If you find yourself getting distracted at home, putting the phone in a drawer, flicking the TV off and physically removing yourself from the things that you know could potentially distract you would be noble. How many times have you been sitting at home doing schoolwork and your phone buzzes? How are you supposed to ignore a notification like that? It’s only going to repeat itself if you don’t check it. And how many times have you found that quick check of notification turn into a ten-minute detour that you were supposed to spend studying? Or how many times have you thought “I’ve got to go just check the score really quick”? And then you end up watching the entire half?

Where you study can and does attribute to success.

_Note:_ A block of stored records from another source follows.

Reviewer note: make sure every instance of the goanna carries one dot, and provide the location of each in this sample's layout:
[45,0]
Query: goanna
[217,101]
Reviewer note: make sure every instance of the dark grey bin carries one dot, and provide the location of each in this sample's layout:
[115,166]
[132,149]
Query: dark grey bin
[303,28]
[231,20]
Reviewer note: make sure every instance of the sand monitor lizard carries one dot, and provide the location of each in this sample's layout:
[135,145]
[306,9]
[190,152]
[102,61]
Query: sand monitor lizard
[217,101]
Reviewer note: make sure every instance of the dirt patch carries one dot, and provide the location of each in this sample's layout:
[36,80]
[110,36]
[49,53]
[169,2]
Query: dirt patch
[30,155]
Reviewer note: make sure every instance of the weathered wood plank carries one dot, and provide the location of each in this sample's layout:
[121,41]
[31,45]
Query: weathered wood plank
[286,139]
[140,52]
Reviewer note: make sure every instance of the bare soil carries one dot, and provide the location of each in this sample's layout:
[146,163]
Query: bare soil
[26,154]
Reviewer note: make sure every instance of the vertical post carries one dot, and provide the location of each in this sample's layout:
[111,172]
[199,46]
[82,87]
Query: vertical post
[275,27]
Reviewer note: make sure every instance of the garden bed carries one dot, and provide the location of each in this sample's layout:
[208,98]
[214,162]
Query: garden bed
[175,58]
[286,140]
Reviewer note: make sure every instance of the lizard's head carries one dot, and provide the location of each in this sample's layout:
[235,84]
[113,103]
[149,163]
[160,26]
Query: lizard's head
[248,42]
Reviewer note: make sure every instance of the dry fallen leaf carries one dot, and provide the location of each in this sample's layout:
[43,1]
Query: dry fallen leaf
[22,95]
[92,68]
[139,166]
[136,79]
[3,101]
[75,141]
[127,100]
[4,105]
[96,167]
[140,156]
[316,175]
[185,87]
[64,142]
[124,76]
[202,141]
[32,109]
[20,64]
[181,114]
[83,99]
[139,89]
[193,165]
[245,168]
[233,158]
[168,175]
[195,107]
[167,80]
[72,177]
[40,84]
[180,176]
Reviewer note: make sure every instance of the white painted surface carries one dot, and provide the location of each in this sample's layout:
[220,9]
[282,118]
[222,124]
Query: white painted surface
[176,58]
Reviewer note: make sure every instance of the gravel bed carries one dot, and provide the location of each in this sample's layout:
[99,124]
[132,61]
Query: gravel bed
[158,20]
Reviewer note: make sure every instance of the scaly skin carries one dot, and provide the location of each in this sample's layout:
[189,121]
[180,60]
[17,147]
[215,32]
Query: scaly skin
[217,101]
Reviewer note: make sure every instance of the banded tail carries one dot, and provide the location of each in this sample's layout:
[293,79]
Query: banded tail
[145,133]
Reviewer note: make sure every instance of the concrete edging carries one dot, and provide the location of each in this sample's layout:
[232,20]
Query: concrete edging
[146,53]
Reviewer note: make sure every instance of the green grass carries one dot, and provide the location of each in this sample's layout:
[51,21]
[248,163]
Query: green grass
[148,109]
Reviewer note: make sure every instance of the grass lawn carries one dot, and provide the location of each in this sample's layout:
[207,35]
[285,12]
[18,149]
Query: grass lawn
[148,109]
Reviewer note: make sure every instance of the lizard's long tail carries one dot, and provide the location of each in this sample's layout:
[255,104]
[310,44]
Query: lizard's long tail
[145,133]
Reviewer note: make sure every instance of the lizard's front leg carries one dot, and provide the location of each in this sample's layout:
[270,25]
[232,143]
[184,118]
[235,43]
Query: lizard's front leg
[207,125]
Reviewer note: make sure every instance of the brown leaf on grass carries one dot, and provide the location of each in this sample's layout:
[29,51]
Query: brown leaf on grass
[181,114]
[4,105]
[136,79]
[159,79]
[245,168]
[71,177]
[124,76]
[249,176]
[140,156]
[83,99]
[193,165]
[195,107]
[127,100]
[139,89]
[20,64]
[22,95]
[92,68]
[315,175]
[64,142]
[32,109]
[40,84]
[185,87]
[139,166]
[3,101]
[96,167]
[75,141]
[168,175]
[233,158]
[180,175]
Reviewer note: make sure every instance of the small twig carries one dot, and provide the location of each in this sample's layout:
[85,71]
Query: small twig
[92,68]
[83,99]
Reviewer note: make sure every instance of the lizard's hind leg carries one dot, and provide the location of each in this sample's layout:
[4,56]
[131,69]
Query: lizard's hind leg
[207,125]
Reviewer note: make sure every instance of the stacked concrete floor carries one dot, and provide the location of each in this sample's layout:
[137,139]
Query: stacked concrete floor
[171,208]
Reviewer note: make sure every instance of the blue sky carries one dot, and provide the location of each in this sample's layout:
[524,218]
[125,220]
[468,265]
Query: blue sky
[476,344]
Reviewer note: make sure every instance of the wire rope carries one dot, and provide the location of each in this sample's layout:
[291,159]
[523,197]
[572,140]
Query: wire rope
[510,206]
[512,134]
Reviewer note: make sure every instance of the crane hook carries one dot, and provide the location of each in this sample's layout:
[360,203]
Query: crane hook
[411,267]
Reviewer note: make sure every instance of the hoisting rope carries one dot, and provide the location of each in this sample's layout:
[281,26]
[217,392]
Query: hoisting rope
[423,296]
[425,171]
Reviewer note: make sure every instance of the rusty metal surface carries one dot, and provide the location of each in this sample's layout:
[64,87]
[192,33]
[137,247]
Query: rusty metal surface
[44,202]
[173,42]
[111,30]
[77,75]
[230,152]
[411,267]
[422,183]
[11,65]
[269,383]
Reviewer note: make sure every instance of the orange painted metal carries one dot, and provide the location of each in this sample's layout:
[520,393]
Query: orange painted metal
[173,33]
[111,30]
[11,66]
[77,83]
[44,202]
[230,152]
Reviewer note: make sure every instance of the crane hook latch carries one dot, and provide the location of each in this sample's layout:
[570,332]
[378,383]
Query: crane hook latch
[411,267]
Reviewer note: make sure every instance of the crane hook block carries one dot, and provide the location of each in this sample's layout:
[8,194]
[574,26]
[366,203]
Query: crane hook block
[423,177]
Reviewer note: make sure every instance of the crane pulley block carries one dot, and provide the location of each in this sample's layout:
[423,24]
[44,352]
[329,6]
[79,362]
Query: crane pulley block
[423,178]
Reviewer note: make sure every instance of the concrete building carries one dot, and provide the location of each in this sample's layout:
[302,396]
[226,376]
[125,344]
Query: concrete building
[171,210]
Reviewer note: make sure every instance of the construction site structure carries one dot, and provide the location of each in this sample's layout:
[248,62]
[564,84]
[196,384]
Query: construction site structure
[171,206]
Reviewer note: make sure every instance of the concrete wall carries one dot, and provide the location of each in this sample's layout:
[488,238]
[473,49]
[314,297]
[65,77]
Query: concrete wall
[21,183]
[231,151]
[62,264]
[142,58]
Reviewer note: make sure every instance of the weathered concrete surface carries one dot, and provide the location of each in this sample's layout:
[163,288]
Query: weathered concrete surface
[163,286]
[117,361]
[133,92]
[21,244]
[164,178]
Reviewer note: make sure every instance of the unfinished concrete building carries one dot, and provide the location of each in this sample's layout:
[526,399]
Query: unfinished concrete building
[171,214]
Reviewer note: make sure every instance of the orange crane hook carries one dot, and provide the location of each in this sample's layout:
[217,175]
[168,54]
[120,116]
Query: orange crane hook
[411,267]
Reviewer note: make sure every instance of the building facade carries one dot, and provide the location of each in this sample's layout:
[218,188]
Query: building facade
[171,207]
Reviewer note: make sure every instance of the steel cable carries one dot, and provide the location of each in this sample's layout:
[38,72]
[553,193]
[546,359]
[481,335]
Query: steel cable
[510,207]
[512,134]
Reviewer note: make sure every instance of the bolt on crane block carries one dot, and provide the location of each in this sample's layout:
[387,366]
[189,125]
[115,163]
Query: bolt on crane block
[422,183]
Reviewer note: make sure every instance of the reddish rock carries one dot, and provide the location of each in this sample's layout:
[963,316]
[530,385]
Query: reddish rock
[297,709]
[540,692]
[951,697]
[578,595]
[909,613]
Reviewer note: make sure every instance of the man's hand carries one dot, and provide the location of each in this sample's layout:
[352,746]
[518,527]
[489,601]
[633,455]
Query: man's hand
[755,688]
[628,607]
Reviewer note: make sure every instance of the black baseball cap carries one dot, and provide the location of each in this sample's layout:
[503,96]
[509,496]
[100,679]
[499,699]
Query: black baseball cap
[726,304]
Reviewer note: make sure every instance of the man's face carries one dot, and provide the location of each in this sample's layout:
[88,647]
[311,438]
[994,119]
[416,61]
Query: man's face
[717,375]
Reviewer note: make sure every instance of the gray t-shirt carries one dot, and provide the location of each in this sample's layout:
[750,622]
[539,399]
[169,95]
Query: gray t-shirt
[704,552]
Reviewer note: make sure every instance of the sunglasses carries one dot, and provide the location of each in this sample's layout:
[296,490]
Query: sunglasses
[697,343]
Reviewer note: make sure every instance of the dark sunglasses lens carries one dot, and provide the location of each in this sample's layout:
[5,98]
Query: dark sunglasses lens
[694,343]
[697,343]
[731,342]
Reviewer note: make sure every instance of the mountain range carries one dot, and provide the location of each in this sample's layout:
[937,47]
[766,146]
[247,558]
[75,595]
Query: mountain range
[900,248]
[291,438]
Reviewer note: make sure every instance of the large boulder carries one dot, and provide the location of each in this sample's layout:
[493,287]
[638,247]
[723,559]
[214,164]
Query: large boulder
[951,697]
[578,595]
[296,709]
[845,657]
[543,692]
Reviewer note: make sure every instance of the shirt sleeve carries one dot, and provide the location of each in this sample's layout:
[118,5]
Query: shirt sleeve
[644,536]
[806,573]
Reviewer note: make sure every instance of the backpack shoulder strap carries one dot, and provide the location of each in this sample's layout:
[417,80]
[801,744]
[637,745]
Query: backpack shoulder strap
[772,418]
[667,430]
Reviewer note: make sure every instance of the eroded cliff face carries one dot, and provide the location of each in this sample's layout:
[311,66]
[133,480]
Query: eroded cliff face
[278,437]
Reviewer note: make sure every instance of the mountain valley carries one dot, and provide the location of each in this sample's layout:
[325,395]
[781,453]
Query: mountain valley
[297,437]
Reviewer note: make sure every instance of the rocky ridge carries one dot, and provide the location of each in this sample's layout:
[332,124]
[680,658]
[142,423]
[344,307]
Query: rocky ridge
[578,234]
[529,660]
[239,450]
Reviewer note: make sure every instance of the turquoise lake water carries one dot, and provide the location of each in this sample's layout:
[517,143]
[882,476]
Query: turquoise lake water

By removing distractions, you’re removing the potential of wasted minutes. Thirty minutes of solid, focused studying is going to be far more effective than ninety minutes of lackadaisical, distracted studying.

Going hand in hand, setting a timer can help make a gargantuan task less daunting. If you’ve got a huge stack of flash cards that require memorization, doing it all at once would seem nearly impossible. Instead of getting frustrated and attempting to tackle it all at once, maybe you decide to spend twenty, hard minutes studying then take five minutes off as a break and repeat that until all that information is lodged in your brain. As long as your break and work times stay consistent, this helps break up the mundanity of going after flash cards, in this instance, while simultaneously giving yourself room to breathe.

Another would be simply setting a goal before a study session. Teachers and adults in general have probably told you time after time that you’re ten times more likely to accomplish a goal if you write it down and when it comes to studying, that trick could be beneficial. If you need to memorize a set of words for a vocab test, if you were to write down “I will memorize my vocab words” and set that at a place where you could can see it the entire time while you study, that goal is going to remind you to persevere and accomplish what you know has to get done. And how satisfying is it going to be crumpling up that goal or striking it out in red ink, knowing that you got done what you said you were?

School can be stressful. There is work that has to be done. There will be tests. As much as it can be uncomfortable to hear those words, it is undeniably true. However, if you choose to be effective and efficient in studying habits that stress level can be reduced and hopefully those test scores can rise.